The companies that won the contracts rarely did any work. CorpWatch highlights the example of AshBritt, run by the former head of the Army Corps of Engineers, which won a $500-million contract for debris removal. AshBritt would earn $23 for every cubic yard of debris removed. The company hired C&B Enterprises to do the work for $9 a cubic yard, which in turn hired Amlee Transportation at $8 a cubic yard. Amlee devolved the work to Chris Hessler, Inc. for $7 a cubic yard, and this firm hired Lee Nirdlinger to do the work for $3 a cubic yard, less than the cost of doing the work. King calls this the "contracting pyramid". It enabled the large corporations to make money simply because they got the contract, and then to delegate the work to others who could only make money on the backs of an underpaid workforce.

Victoria Cintra of the Mississippi Immigrant Rights Alliance told King that the workforce is largely comprised of undocumented migrants from Mexico and Central America who earn a meagre amount and must live in rickety trailers "not fit for rats". Rosana Cruz, the Gulf Coast field coordinator for the National Immigration Law Centre, concurred with this description. "The level of assault against workers feels like war.

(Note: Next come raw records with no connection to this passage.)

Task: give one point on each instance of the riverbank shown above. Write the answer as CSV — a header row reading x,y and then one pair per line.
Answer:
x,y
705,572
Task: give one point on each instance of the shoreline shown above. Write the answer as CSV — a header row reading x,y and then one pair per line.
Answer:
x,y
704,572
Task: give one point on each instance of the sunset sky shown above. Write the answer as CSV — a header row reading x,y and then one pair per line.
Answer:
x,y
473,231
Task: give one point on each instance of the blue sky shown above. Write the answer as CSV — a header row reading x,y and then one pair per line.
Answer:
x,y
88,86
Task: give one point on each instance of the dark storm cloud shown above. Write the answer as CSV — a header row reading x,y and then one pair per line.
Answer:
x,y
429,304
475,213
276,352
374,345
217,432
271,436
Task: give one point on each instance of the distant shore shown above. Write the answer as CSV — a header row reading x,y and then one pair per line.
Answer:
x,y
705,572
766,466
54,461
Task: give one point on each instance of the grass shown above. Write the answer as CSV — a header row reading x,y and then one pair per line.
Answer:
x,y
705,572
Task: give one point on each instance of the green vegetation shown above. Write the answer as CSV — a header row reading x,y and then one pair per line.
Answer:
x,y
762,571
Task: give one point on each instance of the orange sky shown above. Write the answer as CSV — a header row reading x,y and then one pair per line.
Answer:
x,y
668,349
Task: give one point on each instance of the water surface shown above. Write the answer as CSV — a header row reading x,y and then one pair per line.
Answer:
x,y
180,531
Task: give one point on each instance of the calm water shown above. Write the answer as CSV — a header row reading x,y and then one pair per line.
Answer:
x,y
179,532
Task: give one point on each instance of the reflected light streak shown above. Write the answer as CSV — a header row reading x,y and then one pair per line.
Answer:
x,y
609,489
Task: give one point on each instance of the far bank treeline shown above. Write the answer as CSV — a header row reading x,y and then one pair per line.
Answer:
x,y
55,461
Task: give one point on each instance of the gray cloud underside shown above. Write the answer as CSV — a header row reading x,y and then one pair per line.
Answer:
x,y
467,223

There's vulnerability in each successive layer of subcontracting."

Rita King chokes at Bush's comment about "addressing what went wrong". It neglects, she points out, the fact that the administration gutted both the Army Corps of Engineers and the Federal Emergency Management Agency (FEMA). The Army Corps wanted to shore up the levees and FEMA would have been able to handle the evacuation and the rehabilitation. Neither was able to do its job. The Iraq war sucked up the funds and the personnel. Now, King rues, "the American public has to deal with the doubly expensive and ultimately wasteful bureaucracy not only within the government, but in the corporations that have manipulated the system to favour their single-minded objective: profit". The failures to rebuild Afghanistan and Iraq are related to the failure in Louisiana and Mississippi. In the Persian Gulf and on the Gulf of Mexico, the large corporations gouge the exchequer.

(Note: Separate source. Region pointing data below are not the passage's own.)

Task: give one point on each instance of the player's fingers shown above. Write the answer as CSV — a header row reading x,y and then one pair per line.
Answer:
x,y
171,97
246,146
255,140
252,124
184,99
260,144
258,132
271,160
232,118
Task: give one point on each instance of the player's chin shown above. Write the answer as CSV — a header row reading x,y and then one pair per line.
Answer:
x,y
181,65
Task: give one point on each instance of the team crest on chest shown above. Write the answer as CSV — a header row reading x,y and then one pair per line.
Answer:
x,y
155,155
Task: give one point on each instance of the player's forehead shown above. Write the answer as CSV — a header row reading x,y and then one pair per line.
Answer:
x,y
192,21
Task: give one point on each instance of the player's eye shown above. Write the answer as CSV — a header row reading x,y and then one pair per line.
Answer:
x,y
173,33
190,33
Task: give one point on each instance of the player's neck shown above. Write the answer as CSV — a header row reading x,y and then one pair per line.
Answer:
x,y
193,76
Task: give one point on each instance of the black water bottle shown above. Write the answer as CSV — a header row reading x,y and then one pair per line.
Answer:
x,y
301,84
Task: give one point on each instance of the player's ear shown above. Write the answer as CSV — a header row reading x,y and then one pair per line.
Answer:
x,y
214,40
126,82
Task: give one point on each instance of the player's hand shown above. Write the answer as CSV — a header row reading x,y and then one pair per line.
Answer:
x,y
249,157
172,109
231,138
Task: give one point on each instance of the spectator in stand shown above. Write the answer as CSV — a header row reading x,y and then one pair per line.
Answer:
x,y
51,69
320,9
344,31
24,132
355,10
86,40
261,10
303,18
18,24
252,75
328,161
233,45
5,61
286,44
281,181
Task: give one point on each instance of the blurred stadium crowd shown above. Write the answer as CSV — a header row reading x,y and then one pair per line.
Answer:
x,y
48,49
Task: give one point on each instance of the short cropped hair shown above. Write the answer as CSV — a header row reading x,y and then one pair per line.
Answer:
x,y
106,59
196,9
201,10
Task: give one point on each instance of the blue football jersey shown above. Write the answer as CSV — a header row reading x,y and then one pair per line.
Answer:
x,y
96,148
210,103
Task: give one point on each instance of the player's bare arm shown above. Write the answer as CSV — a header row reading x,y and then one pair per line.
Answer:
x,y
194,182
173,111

As Bush stepped out of Betsy's Pancake House in New Orleans on August 29, a waitress, Joyce Labruzzo, accosted him: "Mr. President, are you going to turn your back on me?" "No ma'am, not again," said Bush. The levity did not sit well with Kim Gandy, President of the National Organisation of Women. For Gandy, there was no "mismanagement" of the recovery. Bush, she wrote, "accomplished longstanding political goals while benefiting his political allies." New Orleans, a largely black city, is now destined to be a playground for white elites. Bush's allies, the major corporations, have turned this disaster into a profitable enterprise. Such disaster capitalism might be the most profitable way for big business to make money, as the American economy turns sour.